Lula faz acenos ao mercado e resiste a ir às ruas contra Bolsonaro

O ex-presidente Luiz Inácio Lula da Silva fez acenos ao mercado financeiro durante coletiva de imprensa nesta quinta-feira, 8, em Brasília e também disse que não irá a atos contra o presidente Jair Bolsonaro nas ruas.

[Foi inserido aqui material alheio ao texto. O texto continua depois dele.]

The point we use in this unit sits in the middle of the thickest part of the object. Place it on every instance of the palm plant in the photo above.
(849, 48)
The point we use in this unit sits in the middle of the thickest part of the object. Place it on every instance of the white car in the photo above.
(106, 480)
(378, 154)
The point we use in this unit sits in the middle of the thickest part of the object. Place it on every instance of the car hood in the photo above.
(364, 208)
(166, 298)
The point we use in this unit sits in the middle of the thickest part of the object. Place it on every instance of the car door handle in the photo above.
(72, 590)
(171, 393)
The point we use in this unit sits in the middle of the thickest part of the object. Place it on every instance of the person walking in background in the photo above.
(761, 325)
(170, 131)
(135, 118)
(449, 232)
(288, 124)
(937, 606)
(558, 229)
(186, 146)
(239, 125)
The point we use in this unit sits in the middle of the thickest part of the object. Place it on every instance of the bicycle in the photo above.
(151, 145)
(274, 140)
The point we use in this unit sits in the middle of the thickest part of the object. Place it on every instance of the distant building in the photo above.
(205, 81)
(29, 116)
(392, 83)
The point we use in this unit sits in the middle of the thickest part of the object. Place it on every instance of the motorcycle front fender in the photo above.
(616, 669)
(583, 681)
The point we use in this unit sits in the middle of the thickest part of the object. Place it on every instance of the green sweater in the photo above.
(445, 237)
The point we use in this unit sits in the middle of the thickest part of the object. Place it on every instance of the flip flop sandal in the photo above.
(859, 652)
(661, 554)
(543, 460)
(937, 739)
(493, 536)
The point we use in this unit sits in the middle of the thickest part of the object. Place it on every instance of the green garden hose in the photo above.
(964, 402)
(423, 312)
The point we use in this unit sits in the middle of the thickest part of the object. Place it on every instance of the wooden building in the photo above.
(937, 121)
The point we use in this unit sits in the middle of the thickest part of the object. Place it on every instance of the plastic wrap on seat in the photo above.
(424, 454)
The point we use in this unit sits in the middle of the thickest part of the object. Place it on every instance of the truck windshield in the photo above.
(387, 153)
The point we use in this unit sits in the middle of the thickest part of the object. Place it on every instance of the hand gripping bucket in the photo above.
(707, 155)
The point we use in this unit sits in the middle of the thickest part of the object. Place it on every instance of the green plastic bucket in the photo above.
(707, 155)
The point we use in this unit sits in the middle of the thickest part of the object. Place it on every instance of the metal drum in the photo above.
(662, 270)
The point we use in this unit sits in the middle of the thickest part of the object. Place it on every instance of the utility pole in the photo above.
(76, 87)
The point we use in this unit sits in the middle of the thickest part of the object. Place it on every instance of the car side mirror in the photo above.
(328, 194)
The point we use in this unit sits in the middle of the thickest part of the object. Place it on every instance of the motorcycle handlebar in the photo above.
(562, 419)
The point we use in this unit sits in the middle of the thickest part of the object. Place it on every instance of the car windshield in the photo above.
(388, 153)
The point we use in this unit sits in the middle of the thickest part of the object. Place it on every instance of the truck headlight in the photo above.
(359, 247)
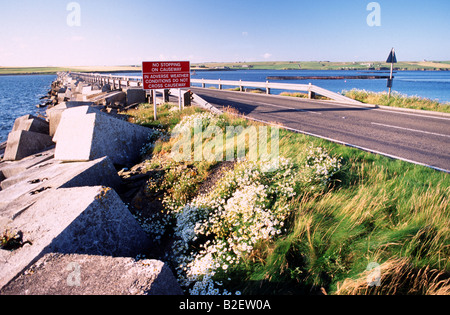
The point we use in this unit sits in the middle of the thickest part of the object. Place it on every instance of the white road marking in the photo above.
(413, 130)
(273, 105)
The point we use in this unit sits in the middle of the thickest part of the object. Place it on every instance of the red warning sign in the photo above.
(166, 75)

Ao ser perguntado sobre política econômica, o ex-presidente afirmou que o endividamento deve ser realizado pelo poder público apenas para investimentos e aumento do patrimônio do País.

Desde 2019, o governo do presidente Jair Bolsonaro tem quebrado essa lógica e realizado empréstimos para cobrir despesas correntes, medida vedada pela chamada regra de ouro. "Nós mostramos que sabemos cuidar da dívida", disse o petista.

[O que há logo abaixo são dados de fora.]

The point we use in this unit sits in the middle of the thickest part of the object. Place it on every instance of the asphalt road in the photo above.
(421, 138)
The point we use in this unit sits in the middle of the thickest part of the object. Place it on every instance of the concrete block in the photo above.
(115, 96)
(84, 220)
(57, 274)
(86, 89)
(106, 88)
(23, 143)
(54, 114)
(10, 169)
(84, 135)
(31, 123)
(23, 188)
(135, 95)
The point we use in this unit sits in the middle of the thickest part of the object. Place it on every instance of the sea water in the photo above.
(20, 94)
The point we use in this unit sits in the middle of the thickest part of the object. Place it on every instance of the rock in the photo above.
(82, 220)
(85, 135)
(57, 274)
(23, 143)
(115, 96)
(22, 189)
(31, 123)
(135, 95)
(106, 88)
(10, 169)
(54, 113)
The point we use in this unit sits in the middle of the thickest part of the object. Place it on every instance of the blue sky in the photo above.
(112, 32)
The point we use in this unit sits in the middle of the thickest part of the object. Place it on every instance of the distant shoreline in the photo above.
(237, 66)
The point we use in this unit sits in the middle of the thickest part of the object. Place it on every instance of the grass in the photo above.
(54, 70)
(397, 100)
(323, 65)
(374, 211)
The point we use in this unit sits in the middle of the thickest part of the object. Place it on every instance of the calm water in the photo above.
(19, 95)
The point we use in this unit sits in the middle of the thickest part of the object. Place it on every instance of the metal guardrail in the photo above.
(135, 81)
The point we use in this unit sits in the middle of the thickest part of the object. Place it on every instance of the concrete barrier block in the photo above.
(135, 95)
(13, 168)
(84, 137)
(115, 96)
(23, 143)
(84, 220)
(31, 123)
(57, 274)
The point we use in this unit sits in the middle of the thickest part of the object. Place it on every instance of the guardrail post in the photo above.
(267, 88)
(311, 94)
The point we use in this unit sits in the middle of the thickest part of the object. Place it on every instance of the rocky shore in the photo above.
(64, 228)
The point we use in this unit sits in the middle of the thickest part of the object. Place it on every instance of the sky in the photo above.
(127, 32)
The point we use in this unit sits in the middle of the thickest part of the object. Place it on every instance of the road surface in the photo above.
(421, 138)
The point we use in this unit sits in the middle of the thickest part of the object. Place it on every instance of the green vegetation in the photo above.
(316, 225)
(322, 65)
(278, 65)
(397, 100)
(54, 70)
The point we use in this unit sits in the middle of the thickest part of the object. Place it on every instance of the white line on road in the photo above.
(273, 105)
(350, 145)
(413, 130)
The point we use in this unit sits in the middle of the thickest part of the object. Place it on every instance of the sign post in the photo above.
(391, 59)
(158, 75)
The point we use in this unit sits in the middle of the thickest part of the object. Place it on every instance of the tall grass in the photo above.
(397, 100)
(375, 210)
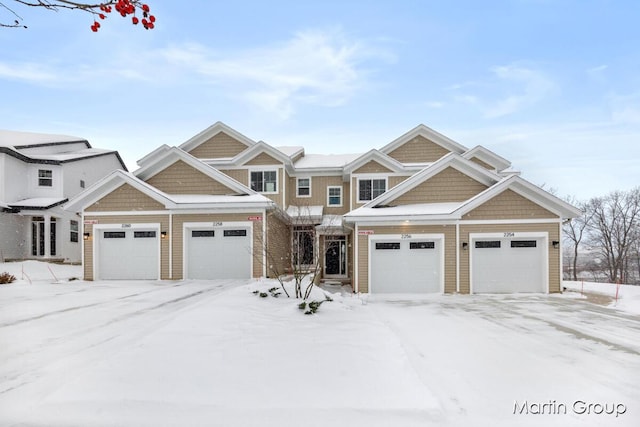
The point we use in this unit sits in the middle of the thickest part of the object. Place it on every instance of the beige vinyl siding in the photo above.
(449, 252)
(394, 180)
(450, 185)
(263, 159)
(278, 246)
(178, 246)
(219, 146)
(372, 167)
(481, 163)
(418, 150)
(180, 178)
(240, 175)
(554, 254)
(125, 198)
(163, 220)
(319, 190)
(509, 205)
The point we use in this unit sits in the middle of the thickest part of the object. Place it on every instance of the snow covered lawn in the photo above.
(211, 353)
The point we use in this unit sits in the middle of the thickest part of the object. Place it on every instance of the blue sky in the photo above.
(552, 85)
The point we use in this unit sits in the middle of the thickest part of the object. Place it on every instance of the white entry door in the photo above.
(406, 265)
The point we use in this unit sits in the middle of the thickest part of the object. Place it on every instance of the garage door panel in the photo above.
(508, 265)
(406, 266)
(128, 255)
(218, 254)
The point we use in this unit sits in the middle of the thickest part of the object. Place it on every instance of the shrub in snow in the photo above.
(6, 278)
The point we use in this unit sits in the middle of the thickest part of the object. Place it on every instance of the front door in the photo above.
(335, 256)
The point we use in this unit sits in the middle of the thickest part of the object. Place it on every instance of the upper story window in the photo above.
(264, 181)
(334, 196)
(45, 178)
(303, 187)
(369, 189)
(73, 231)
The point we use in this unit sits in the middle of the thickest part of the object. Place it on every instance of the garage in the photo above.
(128, 253)
(406, 264)
(509, 263)
(218, 251)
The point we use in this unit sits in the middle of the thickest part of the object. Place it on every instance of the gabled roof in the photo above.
(453, 160)
(118, 178)
(527, 190)
(17, 139)
(174, 154)
(259, 148)
(212, 131)
(110, 183)
(153, 155)
(376, 156)
(430, 134)
(488, 156)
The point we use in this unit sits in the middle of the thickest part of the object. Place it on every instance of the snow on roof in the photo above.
(311, 161)
(10, 138)
(71, 155)
(408, 210)
(209, 198)
(305, 212)
(290, 150)
(38, 202)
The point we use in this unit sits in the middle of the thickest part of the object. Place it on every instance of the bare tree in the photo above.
(138, 10)
(292, 249)
(614, 228)
(575, 231)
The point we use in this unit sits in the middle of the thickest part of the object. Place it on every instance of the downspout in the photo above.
(458, 256)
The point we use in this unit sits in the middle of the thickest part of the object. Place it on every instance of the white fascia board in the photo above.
(259, 148)
(110, 183)
(212, 131)
(152, 155)
(428, 133)
(453, 160)
(377, 156)
(487, 156)
(526, 190)
(175, 154)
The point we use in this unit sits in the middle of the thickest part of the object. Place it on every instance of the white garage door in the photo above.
(218, 253)
(406, 266)
(127, 254)
(508, 265)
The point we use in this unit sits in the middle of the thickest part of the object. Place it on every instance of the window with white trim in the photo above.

De olho na disputa presidencial, Lula afirmou que está disposto a conversar com todos os partidos e coletar conselhos em todas áreas, até do ex-ministro da Fazendo Henrique Meirelles, hoje secretário e aliado do governador de São Paulo, João Doria (PSDB). "O mundo é redondo, a gente pode dar voltas e se encontrar outra vez."

O petista criticou o ministro da Economia, Paulo Guedes, mas evitou se alongar em propostas econômicas. O ex-presidente se ancorou na administração de seus governos para dizer que não precisa mais lançar uma Carta ao Povo Brasileiro, como fez após a primeira eleição para minar resistências do mercado. "Não preciso de Carta ao Povo Brasileiro, eu tenho um legado."

O ex-presidente rebateu a especulação de que o PT estaria desinteressado no impeachment de Bolsonaro como estratégia eleitoral para vencê-lo nas urnas em 2022. Lula afirmou, no entanto, que não irá às ruas para pedir o afastamento do chefe do Planalto por conta de cuidados sanitários e disse que terá a presidente do PT, Gleisi Hoffmann, como porta-voz.

Petrobras

Na coletiva, Lula criticou a política de preços da Petrobras após a empresa anunciar um novo reajuste do preço da gasolina e do gás liquefeito de petróleo (GLP). "A Petrobras está mostrando que ela pode mais que o presidente da República. O Brasil está precisando de um novo presidente para poder fazer justiça com o preço dos combustíveis", disse o petista.

O ex-presidente criticou o que chamou de "internacionalização" dos preços dos combustíveis no País. "Não vejo nenhum sentido em querer agradar um acionista minoritário americano e não querer agradar o consumidor majoritário brasileiro", afirmou.